Local TV news outlets, especially in the Midwest, have reported widely about the “Momo challenge,” prompting school districts to issue warnings to students and their parents. But law enforcement agencies say they have yet to encounter or even receive a report about the web-based menace.
“We never filed any police report, as far as I know,” Charley Davidson, a spokesman for the police department in Wichita, Kansas, said in a telephone interview. “But I do think my daughters got some material sent home by the local school.”
KWCH-TV, the CBS-affiliate in Wichita, ran a Feb. 26 story, “Kansas parents concerned by Momo challenge,” with an interview from one local mother who said she was watching YouTube with her child when Momo “popped up.” The story quotes one parent who did “research” on the challenge to discover that Momo encourages children to swallow as many pills as possible.
Amid the panic after the report aired, the local school district was left to clean up the mess.
“We were kind of like, ‘Thanks, local TV!’” said Susan Arensman, a spokeswoman for Wichita Public Schools. “I have a friend who likes to share things on the internet that are not true. A quick Google search would tell you it’s wrong.
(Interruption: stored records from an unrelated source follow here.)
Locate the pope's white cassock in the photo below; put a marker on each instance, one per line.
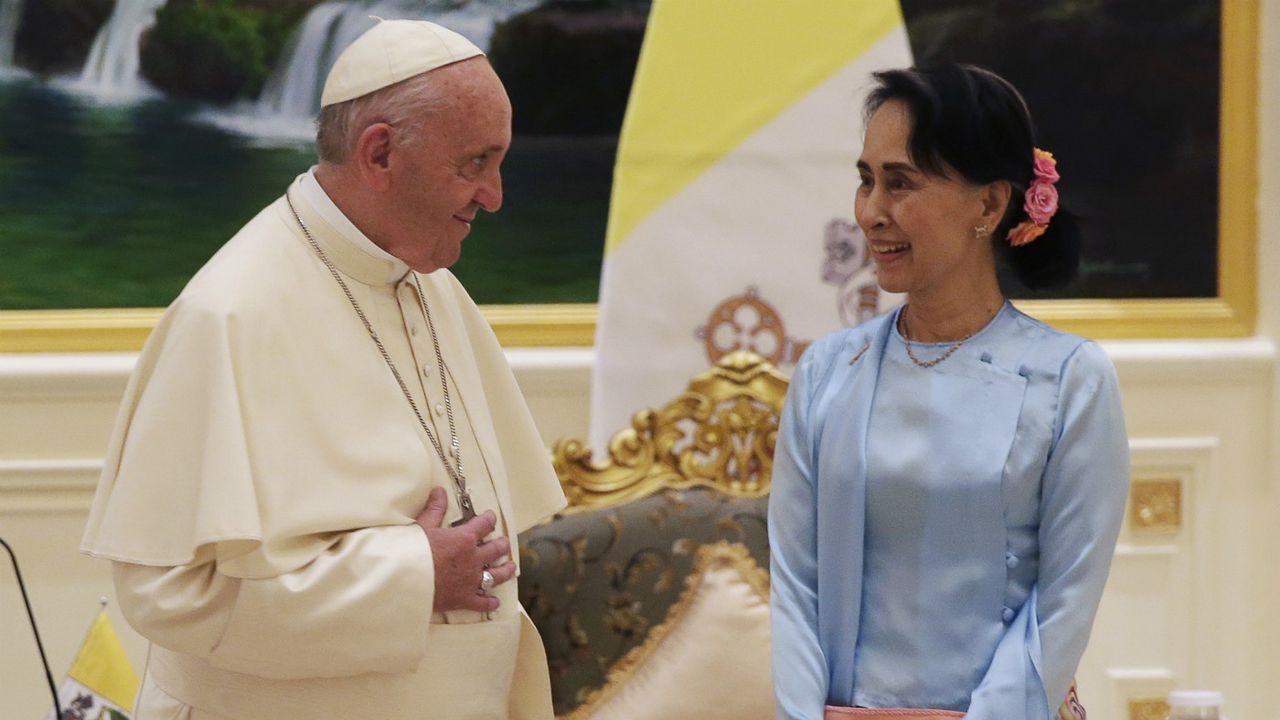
(261, 487)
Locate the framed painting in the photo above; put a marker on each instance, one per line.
(120, 172)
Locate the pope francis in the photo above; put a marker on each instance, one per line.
(323, 460)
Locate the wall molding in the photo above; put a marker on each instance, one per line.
(63, 484)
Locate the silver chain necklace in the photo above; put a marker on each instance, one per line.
(460, 479)
(927, 364)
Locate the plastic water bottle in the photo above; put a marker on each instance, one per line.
(1194, 705)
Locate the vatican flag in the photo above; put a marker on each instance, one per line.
(101, 684)
(731, 223)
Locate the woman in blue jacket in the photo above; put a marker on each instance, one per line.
(949, 478)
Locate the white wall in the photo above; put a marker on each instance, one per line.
(1194, 607)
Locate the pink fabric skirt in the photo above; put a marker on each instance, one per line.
(1069, 710)
(887, 712)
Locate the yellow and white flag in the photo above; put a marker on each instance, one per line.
(731, 223)
(101, 683)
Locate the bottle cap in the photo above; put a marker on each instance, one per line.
(1194, 698)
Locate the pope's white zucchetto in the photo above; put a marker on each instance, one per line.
(392, 51)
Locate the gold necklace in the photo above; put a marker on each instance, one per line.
(927, 364)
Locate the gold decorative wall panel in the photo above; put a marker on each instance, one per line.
(1155, 505)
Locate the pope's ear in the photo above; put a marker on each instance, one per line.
(373, 155)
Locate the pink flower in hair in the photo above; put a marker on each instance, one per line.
(1041, 201)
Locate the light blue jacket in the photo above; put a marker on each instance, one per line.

But then there she was reposting a clip from the television station, a reputable site, and then what do you say?”
First reported last fall, the Momo challenge has metastasized on Facebook and other social networks, nurtured in large part by local TV station reports and echoing the Slender Man internet phenomenon that led two 12-year-old girls to stab their friend in Wisconsin in 2014.
Even NBC’s “Saturday Night Live” got into it this weekend: A spoof commercial for a fictional chicken restaurant featured a mascot that resembles Momo and frightens children and families.
Reports debunking Momo have run in Rolling Stone magazine and The Washington Post, and on the ReignBot channel on YouTube, among other outlets.
No deaths have been linked to the Momo challenge, whose genesis as reported by Rolling Stone may have been a tweet aiming to scare people.
Internet safety experts are divided on how to best address occurrences like Momo and Slender Man, saying authorities have to be careful not to end up perpetuating the scourge they seek to end.
“The most effective steps here are ones that encourage youth, parents and school personnel to reinforce the proper guidelines for youth and controlled internet use, correct oversight by parents and responsible adults teaching youth to monitor their internet use just as they already have learned to do,” Dale Emma, executive director of Yellow Ribbon Suicide Prevention Program, said in an email.
Meanwhile, Momo officially is dead, even though it was never “alive” to begin with. The Japanese sculptor who created the bug-eyed bird doll for a horror film project has revealed that the creature decomposed long ago. And YouTube has said it no longer will monetize any videos related to Momo.